Submitted to: BioMed Central (BMC) Genetics
Publication Type: Peer Reviewed Journal
Publication Acceptance Date: 3/6/2009
Publication Date: 3/6/2009
Citation: Boles, M.K., Wilkinson, B.M., Maxwell, A., Lai, L., Mills, A.A., Nishijima, I., Salinger, A.P., Moskowitz, I., Hirschi, K.K., Liu, B., Bradley, A., Justice, M.J. 2009. A mouse chromosome 4 balancer ENU-mutagenesis screen isolates eleven lethal lines. Biomed Central (BMC) Genetics. 10:12.

Interpretive Summary: These studies were done to identify the gene mutation among many mouse mutants that were created using ENU, a chemical mutagen. Some of the resulting mutant mouse lines are being analyzed for defects in cardiovascular development.
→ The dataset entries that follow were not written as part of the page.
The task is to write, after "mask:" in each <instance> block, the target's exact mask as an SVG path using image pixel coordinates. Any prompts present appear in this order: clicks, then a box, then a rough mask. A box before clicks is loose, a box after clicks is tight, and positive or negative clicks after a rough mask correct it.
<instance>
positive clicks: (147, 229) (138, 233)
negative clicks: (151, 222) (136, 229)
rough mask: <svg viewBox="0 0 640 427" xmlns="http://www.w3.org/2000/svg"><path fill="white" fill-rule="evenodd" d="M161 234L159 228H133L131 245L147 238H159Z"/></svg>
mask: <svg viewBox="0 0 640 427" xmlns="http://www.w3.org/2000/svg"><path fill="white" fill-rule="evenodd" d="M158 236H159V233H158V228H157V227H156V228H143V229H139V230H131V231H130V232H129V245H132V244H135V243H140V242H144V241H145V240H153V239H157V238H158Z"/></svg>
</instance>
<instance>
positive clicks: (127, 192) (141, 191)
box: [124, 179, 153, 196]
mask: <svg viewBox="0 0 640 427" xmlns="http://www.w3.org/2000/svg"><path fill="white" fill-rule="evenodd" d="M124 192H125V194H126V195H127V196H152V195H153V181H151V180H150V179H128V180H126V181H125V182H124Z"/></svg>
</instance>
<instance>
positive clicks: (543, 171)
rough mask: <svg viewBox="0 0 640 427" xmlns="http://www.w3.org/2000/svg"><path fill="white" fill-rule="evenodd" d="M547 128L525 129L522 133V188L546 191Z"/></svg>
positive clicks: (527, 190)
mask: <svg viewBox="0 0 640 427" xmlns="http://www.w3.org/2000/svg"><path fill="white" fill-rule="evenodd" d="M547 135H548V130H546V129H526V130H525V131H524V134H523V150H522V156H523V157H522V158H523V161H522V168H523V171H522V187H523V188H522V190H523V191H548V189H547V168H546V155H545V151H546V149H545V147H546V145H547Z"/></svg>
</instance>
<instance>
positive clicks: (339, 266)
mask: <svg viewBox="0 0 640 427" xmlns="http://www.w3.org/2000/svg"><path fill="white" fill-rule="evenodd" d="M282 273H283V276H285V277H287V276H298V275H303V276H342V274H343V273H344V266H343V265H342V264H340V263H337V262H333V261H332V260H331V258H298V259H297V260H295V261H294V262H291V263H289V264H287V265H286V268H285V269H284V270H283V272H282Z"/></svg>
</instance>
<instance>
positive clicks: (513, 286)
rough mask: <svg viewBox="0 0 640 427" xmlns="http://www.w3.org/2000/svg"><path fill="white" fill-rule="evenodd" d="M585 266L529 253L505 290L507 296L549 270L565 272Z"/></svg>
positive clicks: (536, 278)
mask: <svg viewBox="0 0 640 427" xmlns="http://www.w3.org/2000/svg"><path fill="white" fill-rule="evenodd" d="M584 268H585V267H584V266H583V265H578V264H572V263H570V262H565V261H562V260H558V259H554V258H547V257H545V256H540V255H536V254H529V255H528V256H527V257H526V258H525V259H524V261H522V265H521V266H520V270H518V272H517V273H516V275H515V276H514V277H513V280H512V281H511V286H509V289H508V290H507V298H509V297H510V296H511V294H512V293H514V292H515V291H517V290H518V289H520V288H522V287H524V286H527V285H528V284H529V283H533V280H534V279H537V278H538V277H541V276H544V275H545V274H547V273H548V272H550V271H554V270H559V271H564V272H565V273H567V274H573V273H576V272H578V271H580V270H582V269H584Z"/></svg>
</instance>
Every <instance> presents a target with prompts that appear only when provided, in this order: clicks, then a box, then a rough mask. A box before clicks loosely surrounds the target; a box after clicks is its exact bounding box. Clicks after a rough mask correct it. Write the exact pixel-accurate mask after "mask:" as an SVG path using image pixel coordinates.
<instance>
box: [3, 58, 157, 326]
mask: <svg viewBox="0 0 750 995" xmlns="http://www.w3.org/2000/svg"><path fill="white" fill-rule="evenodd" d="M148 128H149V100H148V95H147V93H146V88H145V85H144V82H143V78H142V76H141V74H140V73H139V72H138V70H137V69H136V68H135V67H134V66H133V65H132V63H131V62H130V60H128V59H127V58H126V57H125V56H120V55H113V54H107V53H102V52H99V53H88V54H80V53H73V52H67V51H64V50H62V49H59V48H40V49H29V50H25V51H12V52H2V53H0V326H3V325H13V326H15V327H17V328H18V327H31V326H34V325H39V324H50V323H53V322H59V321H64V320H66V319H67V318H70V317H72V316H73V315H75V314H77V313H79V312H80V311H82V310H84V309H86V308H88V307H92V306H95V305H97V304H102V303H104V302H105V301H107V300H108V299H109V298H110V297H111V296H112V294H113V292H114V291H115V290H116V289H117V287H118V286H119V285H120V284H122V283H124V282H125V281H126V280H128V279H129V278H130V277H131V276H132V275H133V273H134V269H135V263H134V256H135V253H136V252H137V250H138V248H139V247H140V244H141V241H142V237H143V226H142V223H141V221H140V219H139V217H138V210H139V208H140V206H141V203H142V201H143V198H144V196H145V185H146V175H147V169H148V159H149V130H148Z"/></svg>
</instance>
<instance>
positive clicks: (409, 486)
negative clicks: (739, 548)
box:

Technical Abstract: ENU-mutagenesis is a powerful technique to identify genes regulating mammalian development. To functionally annotate the distal region of mouse chromosome 4, we performed an ENU-mutagenesis screen using a balancer chromosome targeted to this region of the genome. We isolated 11 lethal lines that map to the region of chromosome 4 between D4Mit117 and D4Mit281. These lines form 10 complementation groups. The majority of lines die during embryonic development between E5.5 and E12.5 and display defects in gastrulation, cardiac development, and craniofacial development. One line displayed postnatal lethality and neurological defects, including ataxia and seizures. These eleven mutants allow us to query gene function within the distal region of mouse chromosome 4 and demonstrate that new mouse models of mammalian developmental defects can easily and quickly be generated and mapped with the use of ENU-mutagenesis in combination with balancer chromosomes. The low number of mutations isolated in this screen compared with other balancer chromosome screens indicates that the functions of genes in different regions of the genome vary widely.